Mental Health First Aid teaches people how to identify, understand and respond to signs of mental illnesses and substance use disorders. More than 2 million people across the United States have been trained in Mental Health First Aid by a dedicated base of more than 15,000 Instructors.  (Source:

“We’ve been able to offer 40 courses (since the Mental Health First Aid Collaborative was established), and over 2,000 people have attended one of the training sessions here in McLean County,” Sollars said.

The MHFA Collaborative has taught 110 courses since 2014 and over 40 in the last two years.

Since its inception, Sollars and Mills said partnerships with area organizations and agencies have been a fundamental backbone to the continuation of the training programs. Some of the other partners include Chestnut Global Partners, Illinois Prairie Community Foundation, McLean County Center for Human Services and the two local hospitals.

As 2020 picks up steam, Mills said her office, through ISU, is in the process of recruiting an AmeriCorps member to teach Mental Health First Aid.
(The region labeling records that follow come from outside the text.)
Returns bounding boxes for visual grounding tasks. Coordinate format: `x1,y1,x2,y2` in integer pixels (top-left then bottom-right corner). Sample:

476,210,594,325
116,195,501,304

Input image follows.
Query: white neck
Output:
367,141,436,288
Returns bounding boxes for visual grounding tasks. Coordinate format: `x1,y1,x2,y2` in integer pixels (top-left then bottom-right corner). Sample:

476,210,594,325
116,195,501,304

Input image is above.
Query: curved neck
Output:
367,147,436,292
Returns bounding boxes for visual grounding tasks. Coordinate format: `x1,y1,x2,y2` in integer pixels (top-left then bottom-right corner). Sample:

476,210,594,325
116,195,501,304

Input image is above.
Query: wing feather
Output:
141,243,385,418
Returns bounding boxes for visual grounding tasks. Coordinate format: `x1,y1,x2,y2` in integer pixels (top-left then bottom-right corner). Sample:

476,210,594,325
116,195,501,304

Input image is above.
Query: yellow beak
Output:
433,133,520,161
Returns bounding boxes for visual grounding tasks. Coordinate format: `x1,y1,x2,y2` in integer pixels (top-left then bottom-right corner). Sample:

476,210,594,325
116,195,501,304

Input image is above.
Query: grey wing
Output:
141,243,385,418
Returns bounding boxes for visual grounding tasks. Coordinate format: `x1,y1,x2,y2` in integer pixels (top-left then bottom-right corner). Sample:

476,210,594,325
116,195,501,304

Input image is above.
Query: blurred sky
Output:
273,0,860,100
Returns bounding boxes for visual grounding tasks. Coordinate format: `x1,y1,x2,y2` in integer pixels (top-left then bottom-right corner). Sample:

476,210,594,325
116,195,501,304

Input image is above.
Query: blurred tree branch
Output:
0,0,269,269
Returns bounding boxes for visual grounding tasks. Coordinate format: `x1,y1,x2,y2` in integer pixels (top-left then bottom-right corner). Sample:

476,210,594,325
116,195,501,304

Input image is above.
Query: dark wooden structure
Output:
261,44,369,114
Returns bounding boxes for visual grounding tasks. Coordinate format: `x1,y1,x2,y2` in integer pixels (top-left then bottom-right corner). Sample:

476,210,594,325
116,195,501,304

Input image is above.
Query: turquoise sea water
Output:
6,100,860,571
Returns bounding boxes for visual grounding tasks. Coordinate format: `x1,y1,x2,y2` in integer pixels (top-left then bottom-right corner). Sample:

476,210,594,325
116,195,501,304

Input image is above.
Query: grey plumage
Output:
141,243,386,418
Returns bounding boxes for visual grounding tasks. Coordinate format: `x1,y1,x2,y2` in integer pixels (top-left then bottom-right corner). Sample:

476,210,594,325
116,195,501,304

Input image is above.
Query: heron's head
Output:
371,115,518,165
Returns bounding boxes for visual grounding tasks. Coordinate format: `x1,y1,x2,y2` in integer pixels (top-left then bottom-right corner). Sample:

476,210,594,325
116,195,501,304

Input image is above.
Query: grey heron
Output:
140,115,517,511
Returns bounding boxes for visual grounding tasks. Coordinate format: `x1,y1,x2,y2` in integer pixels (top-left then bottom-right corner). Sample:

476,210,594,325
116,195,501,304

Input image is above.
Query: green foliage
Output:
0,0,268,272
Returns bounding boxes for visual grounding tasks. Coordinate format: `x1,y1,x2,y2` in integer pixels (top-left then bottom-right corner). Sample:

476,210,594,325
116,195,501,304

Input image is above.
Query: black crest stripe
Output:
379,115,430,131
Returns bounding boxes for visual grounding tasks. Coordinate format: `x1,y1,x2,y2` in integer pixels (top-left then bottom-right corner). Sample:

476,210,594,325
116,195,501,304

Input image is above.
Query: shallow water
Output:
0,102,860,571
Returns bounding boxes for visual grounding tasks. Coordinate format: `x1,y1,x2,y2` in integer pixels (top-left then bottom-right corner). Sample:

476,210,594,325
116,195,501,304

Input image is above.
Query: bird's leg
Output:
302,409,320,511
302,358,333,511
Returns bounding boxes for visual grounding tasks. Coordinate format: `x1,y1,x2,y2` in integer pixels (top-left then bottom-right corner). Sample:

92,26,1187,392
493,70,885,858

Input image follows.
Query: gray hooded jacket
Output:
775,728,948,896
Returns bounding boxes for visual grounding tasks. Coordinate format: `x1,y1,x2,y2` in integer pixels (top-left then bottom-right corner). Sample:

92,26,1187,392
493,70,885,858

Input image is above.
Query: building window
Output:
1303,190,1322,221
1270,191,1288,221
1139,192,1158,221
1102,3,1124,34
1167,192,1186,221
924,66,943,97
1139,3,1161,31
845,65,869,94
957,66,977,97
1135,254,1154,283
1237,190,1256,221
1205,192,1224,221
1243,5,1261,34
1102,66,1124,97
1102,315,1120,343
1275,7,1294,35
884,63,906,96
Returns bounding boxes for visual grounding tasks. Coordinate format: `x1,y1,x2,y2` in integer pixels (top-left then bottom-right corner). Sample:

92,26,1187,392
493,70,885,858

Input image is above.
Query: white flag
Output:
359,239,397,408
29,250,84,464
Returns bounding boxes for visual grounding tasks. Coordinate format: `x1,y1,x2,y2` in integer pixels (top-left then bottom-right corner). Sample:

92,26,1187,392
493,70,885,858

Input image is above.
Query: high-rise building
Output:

This will be the third consecutive year of this particular partnership.

While Sollars and Mills said they are pleased with the progress that has taken place since the collaborative was established in McLean County, both adamantly say much more work is needed to ensure people in need of mental health services receive it.

At the same time, Sollars and Mills said they hope some of the past stigmas associated with the condition can be wiped away.

“There is help available,” Mills said. “Recovery is possible. It may look different for different people. But people can live productive lives.”

From the comments she has received since the collaborative was established, Sollars said the training courses “reduce that stigma throughout the community.” She added, “I think it is just so important for people to know about (mental health) so they’re not afraid of it.”